New Book on Darfur Conflict by Georgetown Scholar Offers New Narratives for a Lasting Peace


The War in Darfur has been covered by international media as a long-held ethnic conflict between Arab and Black African Sudanese. But in her newly published book titled Darfur Allegory (University of Chicago Press, 2021), QF partner Georgetown University in Qatar (GU-Q) professor Dr. Rogaia Abusharaf offers a more nuanced analysis that corrects the historical record, gives voice to Darfuri perspectives, and offers hope for a lasting peace.

A valuable contribution to the body of knowledge on the crisis, this ethnographic study is the result of many years of field work, including translation and analysis of primary texts and interviews with Sudanese refugees displaced internally and internationally.  It is also a critique of the international community’s understanding of the conflict.  

“Within the voluminous literature on the conflict in Darfur that has appeared since 2003, the debate about the root cause of the conflict has turned primarily on race. Put simply, Arabism and Africanism have been thought to be on a collision course in Sudan,” writes Dr. Abusharaf in her book.

Racializing the conflict in this way, she said, creates a dangerous one-sided narrative. “In any situation where you are trying to apply monolithic models, it really undermines the complexity of the realities on the ground,” adding that it also strips the Sudanese people of their multiple identities and ignores a history of peaceful coexistence. 
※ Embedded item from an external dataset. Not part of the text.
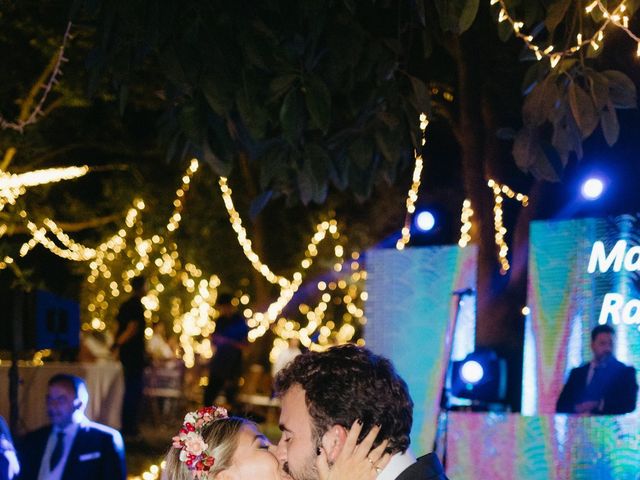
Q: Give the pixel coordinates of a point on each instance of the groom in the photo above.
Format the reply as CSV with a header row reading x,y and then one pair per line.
x,y
322,394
It is British colonial rule, she argues, that created and institutionalized the political, economic, and social inequalities driving the ethnic conflict. Bad governance and discriminatory policies favoring Arab Sudanese were inherited and continued by the ruling elite following independence in 1955. This postcolonial legacy includes border conflicts, economic instability, militarization,  and increasing competition for natural resources leading to politics of scarcity that pits communities against each other. 

Dr. Abusharaf’s research included interviews with Qatar’s large Sudanese community, who remember Qatar’s mediation and relief efforts during this crisis.  She notes that “Darfuri migrants, delegates, and rebels frequently invoked Qatari involvement.”

But peace agreements based on racial divides have failed to secure a lasting peace. It is only by addressing the entrenched and historic inequalities that are the true causes of the conflict, said Dr. Abusharaf, that a sustainable peace can be achieved.

“Some critics say that we have to stop blaming colonialism for Sudan’s problems, but you can’t ignore it. Darfur is a laboratory for understanding key questions about Afro-Arab politics and society and for exposing the tenuous human relations in a postcolonial state that sleep walked itself into disaster.”